細胞生物学:有糸分裂の際のリン酸化によるAPC/C活性化の分子機構
Nature 533, 7602 doi: 10.1038/nature17973
真核生物では、分裂後期促進複合体(APC/C、別名サイクロソーム)は、特異的な細胞周期タンパク質のユビキチン依存的なタンパク質分解を調節して、有糸分裂での染色体分離およびG1期への進入を調整している。
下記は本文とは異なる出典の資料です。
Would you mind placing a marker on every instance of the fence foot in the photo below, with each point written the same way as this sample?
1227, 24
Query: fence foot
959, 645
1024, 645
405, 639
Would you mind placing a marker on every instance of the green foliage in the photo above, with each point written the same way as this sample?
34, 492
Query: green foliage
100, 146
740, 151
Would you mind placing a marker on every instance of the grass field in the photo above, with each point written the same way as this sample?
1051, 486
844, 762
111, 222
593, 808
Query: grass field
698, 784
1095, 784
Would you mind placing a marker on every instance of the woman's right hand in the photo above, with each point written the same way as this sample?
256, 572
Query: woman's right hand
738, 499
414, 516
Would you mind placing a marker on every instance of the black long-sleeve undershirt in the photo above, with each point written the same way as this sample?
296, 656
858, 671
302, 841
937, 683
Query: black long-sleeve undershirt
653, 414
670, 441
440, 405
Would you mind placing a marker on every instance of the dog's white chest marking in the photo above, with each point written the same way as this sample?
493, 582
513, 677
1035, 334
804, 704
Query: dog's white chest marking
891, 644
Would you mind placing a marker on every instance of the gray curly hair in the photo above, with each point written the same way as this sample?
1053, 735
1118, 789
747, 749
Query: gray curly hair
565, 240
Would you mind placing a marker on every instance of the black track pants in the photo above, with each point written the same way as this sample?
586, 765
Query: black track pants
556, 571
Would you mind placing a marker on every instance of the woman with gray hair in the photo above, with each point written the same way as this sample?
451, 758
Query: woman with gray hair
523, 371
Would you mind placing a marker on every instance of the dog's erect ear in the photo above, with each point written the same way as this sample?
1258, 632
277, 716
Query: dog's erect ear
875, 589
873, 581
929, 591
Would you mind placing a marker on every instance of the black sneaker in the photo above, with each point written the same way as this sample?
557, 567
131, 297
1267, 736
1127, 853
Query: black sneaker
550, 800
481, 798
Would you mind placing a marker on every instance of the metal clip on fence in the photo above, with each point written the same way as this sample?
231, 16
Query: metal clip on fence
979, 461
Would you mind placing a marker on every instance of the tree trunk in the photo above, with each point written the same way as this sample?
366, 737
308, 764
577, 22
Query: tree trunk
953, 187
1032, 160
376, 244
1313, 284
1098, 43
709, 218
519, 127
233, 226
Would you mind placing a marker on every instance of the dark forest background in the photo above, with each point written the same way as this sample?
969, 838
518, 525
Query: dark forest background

APC/Cの触媒活性や異なる細胞周期段階で特定のタンパク質の破壊を指定する能力は、Cdc20およびCdh1という構造的に近縁な2つのコアクチベーターサブユニットとの相互作用によって制御される。コアクチベーターは、基質のデグロンを認識して、コグネイトであるE2に対するAPC/Cの親和性を高める。有糸分裂の際には、サイクリン依存性キナーゼ(Cdk)とポロ様キナーゼ(Plk)がCdc20およびCdh1が仲介するAPC/Cの活性化を制御する。Cdc20がAPC/Cを活性化するためには、APC/Cのサブユニット、特にApc1およびApc3の過剰リン酸化が必要であるが、Cdh1はリン酸化されることでAPC/Cと結合できなくなる。どちらのコアクチベーターも共通のC-boxモチーフおよびIle-Arg尾部モチーフを介してAPC/Cに結合するので、この異なる調節の基礎となる機構は明らかになっておらず、特定のAPC/Cリン酸化部位の役割も分かっていない。今回我々は、低温電子顕微鏡法と生化学的解析を用いて、ヒトAPC/Cがリン酸化を受けることでCdc20によるAPC/Cの制御が可能になる仕組みの分子基盤を明らかにする。Apc1の自己抑制性領域は分子スイッチとして機能し、アポ状態の非リン酸化APC/CはC-box結合部位と相互作用して、APC/CとCdc20との結合を妨げる。この自己抑制性領域がリン酸化すると、APC/CがC-box結合部位から離れる。自己抑制性領域のリン酸化、そしてそれによる自己抑制の解除が効率的に行われるには、Cks(Cdk regulatory subunit)と複合体を形成したCdk–サイクリンがApc3の過剰リン酸化されたループへ動員される必要がある。また、低分子阻害剤であるトシル-L-アルギニンメチルエステルが、APC/CCdh1よりもAPC/CCdc20を選択的に抑制し、C-boxモチーフおよびIle-Arg尾部モチーフの両方の結合部位と相互作用することも分かった。今回の結果から、有糸分裂の際のリン酸化によるAPC/Cの調節機構が明らかになり、この状態の選択的な阻害剤を開発するための論理的根拠が得られた。